I went to the 1963 March on Washington, on the trip learning that the "color-blind" idea of race that I was taught by my otherwise progressive parents did not fit my experience. I put on a big old "March on Washington" button (I hate buttons) and promised myself that I would only take it off when I joined a Civil Rights organization. I went to college at Clark University a few months later, and joined D'Armey Bailey's Worcester Student Movement, picketing the downtown department store and the Wyman Gordon factory over discrimination in employment. D'Armey more or less instructed me to sign up for the Freedom Summer. I trained in Ohio, forever grateful to Lawrence Guyott for teaching me how to be conscious of my Whiteness my experience and my practices of privilege.

I worked primarily in DeSoto County, organizing the county Mississippi Freedom Democratic Party on a team with Robert Fullilove and Robert Feinglass. Like many college students, I made the decision not to leave at the end of the summer, writing to my parents that, since they had already had to come to terms with the possibility of my dying in Mississippi, they would have to come to terms with my not returning to college! I cringe every time I think of my 19 year-old adolescent arrogance in that letter. Fullilove, Feinglass, and I took an overnight R&R in Memphis, which was just north of DeSoto County, staying at D'Armey's family home. I proudly told D'Armey that I was staying, and D'Armey firmly told me that I was going back to college, to take responsibility for the struggle in the North.

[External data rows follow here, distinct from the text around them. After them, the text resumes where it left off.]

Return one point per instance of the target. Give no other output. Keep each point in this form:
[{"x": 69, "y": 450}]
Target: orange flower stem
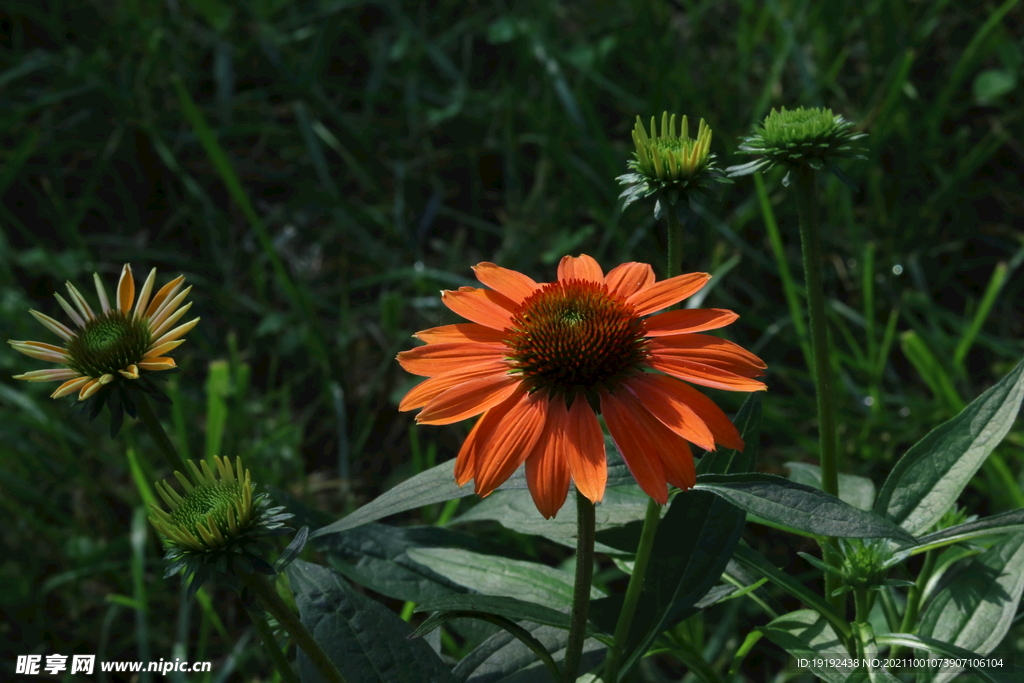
[
  {"x": 633, "y": 591},
  {"x": 152, "y": 422},
  {"x": 810, "y": 241},
  {"x": 581, "y": 593},
  {"x": 291, "y": 623}
]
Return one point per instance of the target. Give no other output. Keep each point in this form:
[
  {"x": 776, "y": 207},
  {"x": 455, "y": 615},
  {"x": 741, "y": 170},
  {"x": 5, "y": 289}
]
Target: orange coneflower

My experience in Mississippi continues to shape the course of my life. I was radicalized, and adopted my parents' Marxist-Trotskyist world view for decades (My sense of the world is now seen through a spiritual lens). I married a working-class African American woman, and for the fifteen years of that marriage my in-laws were always ready to remind me whenever I became unconscious of my race. Our multiracial children, now 47 and 41, have taught me a lot about how race is a social construction.

I later married a White Jewish feminist, and it was relatively easy for me to learn how to be accountable for my gender privilege, having practice at being accountable for my racial privilege.

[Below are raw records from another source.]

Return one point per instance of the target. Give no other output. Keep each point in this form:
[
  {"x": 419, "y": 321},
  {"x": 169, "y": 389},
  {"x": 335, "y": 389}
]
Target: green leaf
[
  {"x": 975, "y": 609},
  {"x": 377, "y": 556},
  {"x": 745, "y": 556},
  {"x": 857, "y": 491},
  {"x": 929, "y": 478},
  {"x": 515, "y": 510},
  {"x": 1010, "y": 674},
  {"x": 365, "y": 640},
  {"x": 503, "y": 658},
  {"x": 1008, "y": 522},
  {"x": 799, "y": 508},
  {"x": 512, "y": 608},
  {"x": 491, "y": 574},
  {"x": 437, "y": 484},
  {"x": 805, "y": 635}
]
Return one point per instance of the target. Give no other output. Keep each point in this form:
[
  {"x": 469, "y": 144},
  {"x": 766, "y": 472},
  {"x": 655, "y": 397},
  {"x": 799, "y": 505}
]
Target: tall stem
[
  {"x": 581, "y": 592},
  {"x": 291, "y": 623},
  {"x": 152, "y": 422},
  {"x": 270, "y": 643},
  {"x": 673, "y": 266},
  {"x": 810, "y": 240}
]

My graduate school training in clinical psychology was alienating for me, as my political and racial perspectives were invisible until I spoke, then treated as a personal quirk. I had the opportunity in graduate school to become a "prototype" for what was to become the Minority Training Program at Boston City Hospital, now the Center for Multicultural Training in Psychology, the oldest psychology internship program in the country specifically committed to training interns to work with poor and working-class urban clients of Color. The vast majority of CMTP graduates over more than 40 years of our history are People of Color. I have been active with CMTP since before it began, and now teach the Multicultural Family Therapy Seminar there.

I have done my best to be engaged whenever I am able with progressive political activity, all of it inspired by my Mississippi experience. A member of the American Family Therapy Academy, I have over the last couple of decades been active in bringing conversations about race, in our organization, in the professions, and the world, to the foreground. I am a founding Board member of Artsbridge, which provides leadership training for Palestinian and Israeli youth, with instruction in the arts (painting, sculpture, film) and in a reflective dialogue practice developed by family therapists.

I recently joined the Restorative Justice and Responsibility Group, which includes inmates at MCI Norfolk, a Massachusetts prison, community survivors of violent crime (including homicide of loved ones), and community members interested in developing restorative justice practices as an alternative to the "New Jim Crow" of mass incarceration.